1. Salimul Aqidah (aqidahnya
bersih)
Akidah
adalah asas dari amal.Amal-amal yang baik dan diridhai Allah lahir dari aqidah
yang bersih. Dari sini akan lahir pribadi-pribadi yang memiliki jiwa merdeka,
keberanian yang tinggi, dan ketenangan. Sebab, tak ada ikatan dunia yang mampu
membelenggunya, kecuali ikatan kepada Allah swt. Seorang kader dakwah yang baik
akan selalu menjaga kemurnian aqidahnya dengan memperhatikan amalan-amalan yang
bisa mencederai keimanan dan mendatangkan kemusyrikan. Sebaliknya, selalu
berusaha melakukan amalan-amalan yang senantiasa meningkatkan keimanan dan
ketakwaan kepada Allah swt.
Aplikasi:
Senantiasa bertaqorrub (menjalin hubungan) dengan Allah, ikhlas dalam setiap
amal, mengingat hari akhir dan bersiap diri menghadapinya, melaksanakan ibadah
wajib dan sunnah, dzikrullah di setiap waktu dan keadaan, menjauhi praktik yang
membawa pada kemusyrikan.

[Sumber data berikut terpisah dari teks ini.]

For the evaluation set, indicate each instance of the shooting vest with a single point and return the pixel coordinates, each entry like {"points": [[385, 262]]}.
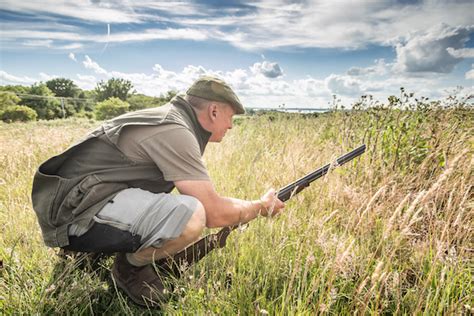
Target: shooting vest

Dengan aqidah yang bersih, seorang
muslim akan memiliki ikatan yang kuat kepada Allah Swt dan dengan ikatan yang
kuat itu dia tidak akan menyimpang dari jalan dan ketentuan-ketentuan-Nya.
Dengan kebersihan dan kemantapan aqidah, seorang muslim akan menyerahkan segala
perbuatannya kepada Allah sebagaimana firman-Nya yang artinya:Sesungguhnya
shalatku, ibadahku, hidup dan matiku, semua bagi Allah Tuhan semesta alam (QS
6:162).
Karena
memiliki aqidah yang salim merupakan sesuatu yang amat penting, maka dalam
da’wahnya kepada para sahabat di Makkah, Rasulullah Saw mengutamakan pembinaan
aqidah, iman atau tauhid.
2.
Shahihul Ibadah (ibadahnya benar)
Ibadah,
wajib dan sunnah, merupakan sarana komunikasi seorang hamba dengan Allah swt.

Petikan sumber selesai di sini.